Optimization in Machine Learning (Fall 2024)

Lecture Information

Tue 13:00-14:35 at Wenshi Building 211

Grading

Your grade will be determined by assignments (40%) and a project (60%).

Teaching Staffs

Instructor: Cheng Chen, 201E Math Building, chchen@sei.ecnu.edu.cn
Teaching Asistant: Zicheng Hu (51275902019@stu.ecnu.edu.cn); Tingkai Jia (51275902086@stu.ecnu.edu.cn)

References

Amir Beck. First-Order Methods in Optimization. MOS-SIAM Series on Optimization, 2017.

Schedule

Date	Topic	Slides	Homework	Material
9.24.	Introduction; Basic mathematics	Lecture 1	-	Notes 1
10.8.	Matrix calculus; Convex set	Lecture 2	Homework 1, sol	Notes 2
10.15.	Convex function; Subgradient	Lecture 3	Homework 2, sol	Notes 3
10.29.	Gradient descent; smoothness and strongly convex	Lecture 4	Homework 3, sol	Notes 4
11.5.	More on gradient descent	Lecture 5	Homework 4, sol	Notes 5
11.12.	Projected gradient descent	Lecture 6	Homework 5, sol	Notes 6
11.19.	Subgradient descent	Lecture 7	Homework 6, sol	Notes 7
11.26.	Proximal gradient descent	Lecture 8	Homework 7, sol	Notes 8
12.3.	Accelerated gradient descent	Lecture 9	-	Notes 9
12.10.	Newton and quasi-Newton methods	Lecture 10	-	Notes 10
12.17.	Stochastic gradient descent	Lecture 11	Homework 8	Notes 11
12.24.	Variance reduced methods	Lecture 12	-	Notes 12
12.31.	Nonconvex optimization; minimax optimization	Lecture 13	-	Notes 13

Project

Projects will be evaluated based on a combination of:

presentation (25%), at Tuesday of the 18th week
final report (75%)

Projects can either be individual or in teams of size up to 3 students. In the team case, you must clearly describe who contributed which parts of the project, and the contributions should be roughly equal. Obviously, it is expected that a team project makes more progress than an individual project.

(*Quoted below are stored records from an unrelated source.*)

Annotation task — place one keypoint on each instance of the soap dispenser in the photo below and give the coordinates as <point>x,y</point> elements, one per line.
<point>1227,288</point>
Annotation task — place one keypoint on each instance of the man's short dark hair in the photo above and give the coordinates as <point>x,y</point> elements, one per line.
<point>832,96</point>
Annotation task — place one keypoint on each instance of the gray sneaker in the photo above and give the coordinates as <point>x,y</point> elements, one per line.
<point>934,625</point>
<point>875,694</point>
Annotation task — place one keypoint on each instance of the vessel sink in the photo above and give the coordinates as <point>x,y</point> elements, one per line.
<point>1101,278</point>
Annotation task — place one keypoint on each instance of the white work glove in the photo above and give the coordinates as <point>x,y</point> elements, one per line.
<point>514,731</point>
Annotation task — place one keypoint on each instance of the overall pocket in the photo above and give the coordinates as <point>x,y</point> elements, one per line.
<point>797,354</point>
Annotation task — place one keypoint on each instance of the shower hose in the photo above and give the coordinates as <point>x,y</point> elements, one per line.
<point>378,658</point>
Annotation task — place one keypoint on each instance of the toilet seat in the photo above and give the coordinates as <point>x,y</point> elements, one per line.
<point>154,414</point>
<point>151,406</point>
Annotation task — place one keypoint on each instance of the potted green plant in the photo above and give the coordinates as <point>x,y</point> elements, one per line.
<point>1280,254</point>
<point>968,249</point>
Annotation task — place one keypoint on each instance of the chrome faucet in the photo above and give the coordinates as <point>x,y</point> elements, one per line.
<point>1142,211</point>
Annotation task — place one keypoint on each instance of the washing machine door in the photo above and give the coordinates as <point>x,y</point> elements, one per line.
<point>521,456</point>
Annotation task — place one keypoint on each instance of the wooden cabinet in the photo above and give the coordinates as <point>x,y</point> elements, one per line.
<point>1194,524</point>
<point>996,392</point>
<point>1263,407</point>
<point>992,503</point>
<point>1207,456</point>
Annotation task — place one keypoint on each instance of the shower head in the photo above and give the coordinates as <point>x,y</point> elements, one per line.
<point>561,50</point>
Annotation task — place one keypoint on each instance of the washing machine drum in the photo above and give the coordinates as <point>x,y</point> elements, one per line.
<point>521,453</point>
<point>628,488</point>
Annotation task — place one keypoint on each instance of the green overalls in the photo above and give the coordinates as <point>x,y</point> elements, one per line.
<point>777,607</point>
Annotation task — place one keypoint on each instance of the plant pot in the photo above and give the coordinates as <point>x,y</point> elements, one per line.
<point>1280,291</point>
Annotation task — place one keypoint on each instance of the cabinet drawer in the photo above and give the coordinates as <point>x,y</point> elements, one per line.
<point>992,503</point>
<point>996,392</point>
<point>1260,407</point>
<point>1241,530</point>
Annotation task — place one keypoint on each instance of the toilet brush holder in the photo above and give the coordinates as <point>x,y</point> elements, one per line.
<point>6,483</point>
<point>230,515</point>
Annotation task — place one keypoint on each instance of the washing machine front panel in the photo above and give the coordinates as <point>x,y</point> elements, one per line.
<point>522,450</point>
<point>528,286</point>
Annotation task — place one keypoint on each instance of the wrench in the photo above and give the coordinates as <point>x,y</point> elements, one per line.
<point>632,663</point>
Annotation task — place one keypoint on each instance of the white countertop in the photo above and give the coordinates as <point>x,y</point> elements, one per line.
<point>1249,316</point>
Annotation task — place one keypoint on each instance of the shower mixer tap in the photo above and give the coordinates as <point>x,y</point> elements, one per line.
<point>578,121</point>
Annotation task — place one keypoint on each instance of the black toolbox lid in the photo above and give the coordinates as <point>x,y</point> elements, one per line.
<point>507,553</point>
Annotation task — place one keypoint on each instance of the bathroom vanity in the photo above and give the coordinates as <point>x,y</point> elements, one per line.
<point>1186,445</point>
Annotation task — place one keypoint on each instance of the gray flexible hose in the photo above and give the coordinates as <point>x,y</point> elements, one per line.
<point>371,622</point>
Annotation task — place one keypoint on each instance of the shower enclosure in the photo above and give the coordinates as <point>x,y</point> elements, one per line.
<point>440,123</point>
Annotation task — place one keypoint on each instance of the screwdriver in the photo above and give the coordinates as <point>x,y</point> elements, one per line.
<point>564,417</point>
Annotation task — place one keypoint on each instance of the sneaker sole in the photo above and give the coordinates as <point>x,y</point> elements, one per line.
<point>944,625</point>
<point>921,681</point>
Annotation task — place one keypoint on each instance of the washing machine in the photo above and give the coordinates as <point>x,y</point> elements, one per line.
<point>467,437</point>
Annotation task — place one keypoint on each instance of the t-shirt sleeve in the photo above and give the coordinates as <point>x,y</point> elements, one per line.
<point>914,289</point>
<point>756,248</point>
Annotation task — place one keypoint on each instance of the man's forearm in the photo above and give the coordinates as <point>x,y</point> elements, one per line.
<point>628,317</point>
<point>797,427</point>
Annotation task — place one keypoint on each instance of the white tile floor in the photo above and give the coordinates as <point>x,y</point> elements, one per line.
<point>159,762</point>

Various types of projects are possible. Some examples include:

optimization in application: you have some particular application that involves solving some type of optimization problem. You explore the performance of different algorithms for this setting.
methodology projects: you are interested in understanding the properties of some class of optimization algorithms.
survey projects: you are interested in learning more deeply about a particular area of the course that we touched on, so you read a number of papers in the area and summarize your findings.
a new algorithm: you have an idea for a new kind of optimization algorithm, and would like to study/explore it.

Requirements

You need to submit an English report and your code. For individual project, the report should be up to 6 pages (with unlimited pages for references and appendix). For team project, the report should be up to 8 pages (with unlimited pages for references and appendix). The submission deadline is January 14th, 2025.
You are required to use Latex to write the report. We suggest you to use this templete.
Plagiarism is strictly prohibited, and it is unacceptable to duplicate entire sentences or figures from other sources.

Topic examples
These areas are just mentioned for illustration. You are encouraged to freely choose very different topics as long as they concern optimization for machine learning.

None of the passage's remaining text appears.